Noureddine Bhiri, qui est âgé de 66 ans, est un membre dirigeant du parti Ennahdha et il a été ministre de la Justice de 2011 à 2013 au sein d’une coalition gouvernementale créée à la suite de l’éviction, le 14 janvier 2011, du président Zine el Abidine Ben Ali, au pouvoir de longue date. Noureddine Bhiri est avocat et membre permanent de l’Ordre national des avocats de Tunisie. Il avait précédemment été vice-président d’Ennahdha, le principal parti politique en Tunisie qui était majoritaire au Parlement avant sa suspension le 25 juillet 2021 par le président Kaïs Saïed, qui a invoqué des pouvoirs d’exception au titre de l’article 80 de la Constitution tunisienne. Le parti Ennahdha a critiqué la concentration des pouvoirs entre les mains du président Kaïs Saïed depuis la suspension du Parlement en juillet 2021, la qualifiant de « coup d’État ».
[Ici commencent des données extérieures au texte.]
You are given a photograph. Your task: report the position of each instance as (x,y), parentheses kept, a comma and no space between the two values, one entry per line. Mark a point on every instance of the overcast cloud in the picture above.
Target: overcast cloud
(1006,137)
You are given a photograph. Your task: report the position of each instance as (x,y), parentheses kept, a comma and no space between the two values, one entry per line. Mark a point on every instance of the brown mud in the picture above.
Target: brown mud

Les autorités ont tout particulièrement ciblé les membres d’Ennahdha, le plus grand parti d’opposition en Tunisie, et ils ont ordonné à cette formation de cesser de tenir des rassemblements dans ses locaux. Elles ont ouvert des enquêtes pénales sur au moins 21 de ses membres et dirigeants et en ont arrêté au moins 12. Le 30 octobre 2023, la cour d’appel de Tunis a condamné Rached Ghannouchi, président d’Ennahda et ancien président du Parlement dissous, à 15 mois d’emprisonnement au titre de la loi de 2015 relative à la lutte contre le terrorisme, pour des propos qu’il avait tenus publiquement.
L’arrestation de Noureddine Bhiri, le 13 février 2023, et son placement en détention subséquent découlent uniquement des propos critiques qu’il aurait, selon les affirmations des autorités, publiés le 8 janvier 2023 sur sa page Facebook personnelle, au moment d’une manifestation organisée par des membres du Front du salut national, une coalition de l’opposition.
Un membre de son équipe de défense a communiqué à Amnesty International une copie du message publié sur Facebook. La publication appelait à une « résistance pacifique au coup d’État ». Il y disait que « les gens ne doivent pas avoir peur du coup d’État et ont besoin de leadership ». De plus, Noureddine Bhiri a nié être l’auteur de ce message publié sur un réseau social. En tout état de cause, les propos tenus sur Facebook, qui ne sont plus disponibles en ligne, sont pleinement protégés par le droit international relatif aux droits humains.
Noureddine Bhiri souffre depuis longtemps de diabète et d’hypertension, et il prend normalement un traitement régulier pour ces deux problèmes de santé. Sa santé est menacée. Au titre du droit international relatif aux droits humains, et plus précisément du Pacte international relatif aux droits civils et politiques et de la Charte africaine des droits de l’homme et des peuples, toute personne dispose des droits à la liberté d’expression et d’association et du droit à la liberté.
Noureddine Bhiri avait déjà été arrêté arbitrairement et assigné à résidence quand des hommes en civil l’avaient arrêté, avec Fathi Beldi, un ancien représentant du ministère de la Justice, le 31 décembre 2021. Les deux hommes avaient été détenus dans un endroit tenu secret pendant deux jours. Les autorités les ont ensuite assignés à résidence. Le 7 mars 2022, le ministère de l’Intérieur a levé leur assignation à résidence et les autorités tunisiennes n’ont finalement pas officiellement engagé de poursuites contre ces deux hommes.
Le 25 juillet 2021, le président Kaïs Saïed s’est octroyé des pouvoirs d’exception prévus selon lui par la Constitution tunisienne de 2014. Plus de 70 personnes, dont des opposant·e·s politiques, des avocat·e·s, des journalistes, des militant·e·s et des défenseur·e·s des droits humains, ont été injustement poursuivies en justice et/ou détenues arbitrairement depuis fin 2022. En mai 2024, au moins 40 personnes se trouvaient toujours en détention arbitraire en lien avec l’exercice pacifique de leurs droits fondamentaux, notamment de leurs droits à la liberté d’expression, d’association et de réunion.
Le 15 octobre 2024, le Haut-Commissaire des Nations unies aux droits de l’homme Volker Türk a appelé le gouvernement tunisien à respecter les droits humains après une campagne présidentielle marquée par la répression de l’opposition, des militant·e·s indépendants et des journalistes.